R2Inference - TensorFlow-Lite

From RidgeRun Developer Wiki




Previous: Supported_backends/TensorFlow Index Next: Supported_backends/Caffe




TensorFlow Lite is an open source software library that is part of TensorFlow™. This provides a deep learning framework for on-device inference. Tensorflow lite models can be used on Android and IOS, also can be used on systems like Raspberry Pi and Arm64-based boards.

Installation

R2Inference TensorFlow Lite backend depends on the C/C++ TensorFlow API. The installation process consists on downloading the source code, build and install it.

TensorFlow python API and utilities can be installed with python pip. These are not needed by R2Inference, but they are highly recommended if you need to generate models.

X86

You can install the C/C++ Tensorflow API for x86 following the next steps:

  • Build and install Tensorflow Lite

Download Tensorflow source code:

git clone https://github.com/tensorflow/tensorflow
cd tensorflow/tensorflow/lite/tools/make

Download dependencies:

./download_dependencies.sh

Build:

./build_lib.sh

Copy the static library to the libraries path:

cp gen/linux_x86_64/lib/libtensorflow-lite.a /usr/lib/x86_64-linux-gnu/


Generating a model for R2I

In Tensorflow, all file formats are based on protocol buffers. As a summary, protocol buffers (or protobuf, as referred on the documentation) are data structures for which there are a set of tools to generate classes in C, Python, and other languages in order to load, save, and access the data between the supported API's. More information about TensorFlow Model files can be found here. The steps to generate a graph model suitable for GstInference on the Tensorflow backend can be summarized in three main steps:

  1. Save the graph structure that describes your model
  2. Save checkpoint of your model training session (Session variables)
  3. Combine the graph structure with the checkpoint data (this steps is typically refer to as freezing the graph)

Saving a session with TensorFlow python API

In Tensorflow, you can use a saver object to handle saving and restoring of your model graph metadata and the checkpoint (variables) data. In general terms, outside a Tensorflow session a graph contains only the information regarding the mathematical operation that is performed, while the variables are given a particular value inside a a session. Tipically, after training you model, you can the us a saver object to save both your graph structure and data checkpoint.
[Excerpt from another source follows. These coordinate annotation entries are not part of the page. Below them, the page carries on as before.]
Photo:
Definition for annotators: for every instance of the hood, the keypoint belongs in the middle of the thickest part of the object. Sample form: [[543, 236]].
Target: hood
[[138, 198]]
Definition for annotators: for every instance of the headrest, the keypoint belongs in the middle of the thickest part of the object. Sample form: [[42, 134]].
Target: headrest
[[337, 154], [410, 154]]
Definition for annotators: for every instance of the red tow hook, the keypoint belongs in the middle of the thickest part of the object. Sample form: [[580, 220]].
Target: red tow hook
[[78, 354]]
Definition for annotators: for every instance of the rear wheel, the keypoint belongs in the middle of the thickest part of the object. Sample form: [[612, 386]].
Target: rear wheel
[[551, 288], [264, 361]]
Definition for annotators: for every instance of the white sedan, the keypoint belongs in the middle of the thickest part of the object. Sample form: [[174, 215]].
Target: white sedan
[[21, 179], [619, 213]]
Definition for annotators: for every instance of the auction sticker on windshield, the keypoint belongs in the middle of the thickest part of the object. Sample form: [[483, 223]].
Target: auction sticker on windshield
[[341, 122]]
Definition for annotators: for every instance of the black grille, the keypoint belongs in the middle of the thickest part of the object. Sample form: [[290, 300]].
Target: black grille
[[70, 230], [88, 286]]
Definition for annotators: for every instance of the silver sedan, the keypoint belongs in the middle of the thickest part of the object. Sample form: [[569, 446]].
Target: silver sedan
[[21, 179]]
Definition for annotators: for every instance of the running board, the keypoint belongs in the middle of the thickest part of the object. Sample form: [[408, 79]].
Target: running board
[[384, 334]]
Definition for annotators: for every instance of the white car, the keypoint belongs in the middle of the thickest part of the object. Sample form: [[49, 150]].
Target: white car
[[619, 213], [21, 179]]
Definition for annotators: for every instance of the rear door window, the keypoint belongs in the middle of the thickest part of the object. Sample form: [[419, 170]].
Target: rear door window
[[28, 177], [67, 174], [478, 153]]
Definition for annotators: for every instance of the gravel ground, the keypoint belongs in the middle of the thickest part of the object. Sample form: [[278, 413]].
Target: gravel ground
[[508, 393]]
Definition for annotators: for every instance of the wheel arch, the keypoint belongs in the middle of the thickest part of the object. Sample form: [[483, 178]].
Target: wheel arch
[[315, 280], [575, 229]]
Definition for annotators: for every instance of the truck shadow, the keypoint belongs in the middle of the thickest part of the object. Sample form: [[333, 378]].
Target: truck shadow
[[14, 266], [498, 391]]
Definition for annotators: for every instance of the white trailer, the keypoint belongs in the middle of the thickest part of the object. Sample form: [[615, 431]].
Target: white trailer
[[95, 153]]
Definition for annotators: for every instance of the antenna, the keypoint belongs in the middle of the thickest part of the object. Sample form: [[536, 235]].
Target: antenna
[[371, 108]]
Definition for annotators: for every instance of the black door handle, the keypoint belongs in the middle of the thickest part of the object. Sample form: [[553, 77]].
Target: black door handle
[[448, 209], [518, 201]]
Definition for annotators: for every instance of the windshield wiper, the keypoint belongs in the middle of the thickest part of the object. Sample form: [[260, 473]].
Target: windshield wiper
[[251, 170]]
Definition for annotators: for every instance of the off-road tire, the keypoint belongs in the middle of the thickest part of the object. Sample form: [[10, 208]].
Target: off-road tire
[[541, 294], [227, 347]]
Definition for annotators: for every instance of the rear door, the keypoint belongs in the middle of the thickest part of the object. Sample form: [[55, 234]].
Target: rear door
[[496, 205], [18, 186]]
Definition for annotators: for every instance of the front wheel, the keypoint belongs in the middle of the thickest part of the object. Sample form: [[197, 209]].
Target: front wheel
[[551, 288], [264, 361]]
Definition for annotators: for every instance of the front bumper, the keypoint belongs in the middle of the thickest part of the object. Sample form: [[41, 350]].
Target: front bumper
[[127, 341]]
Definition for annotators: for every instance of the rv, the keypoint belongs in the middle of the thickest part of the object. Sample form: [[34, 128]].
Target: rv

The following is an example when working on the Tensorflow default graph:

#! /usr/bin/env python3

import tensorflow as tf
import os

#file name is model_graph.py
dir = os.path.dirname(os.path.realpath(__file__))

default_saver = tf.train.Saver() 

with tf.Session() as sess:
  sess.run(tf.global_variables_initializer())
  
  
  # Perform your graph construction and training
  
  
  default_saver.save(sess, dir + '/data-all')

This will generate 4 files:

  • model_graph.chkp.meta: Graph data and metadata (operations, configurations, etc), allows to load a graph and retrain it.
  • model_graph.chkp.index: This file has a key-value table linking a tensor name and the location to find the corresponding data in the chkp.data files
  • model_graph.chkp.data-00000-of-00001: Holds all variables (which includes weights of the graph) from the session at different timestamps
  • checkpoint : A file that keeps a record of latest checkpoint files saved

The most important files are the chkp.meta and chkp.data files. On a directory with such files you can use the freeze_graph.py method provided by Tensorflow resources on a directory with the files generated by the saver object in order to generate a protocol buffer file suitable for GstInference.

You can refer to R2Inference Model Zoo for pre-trained models suitable for evaluating GstInference.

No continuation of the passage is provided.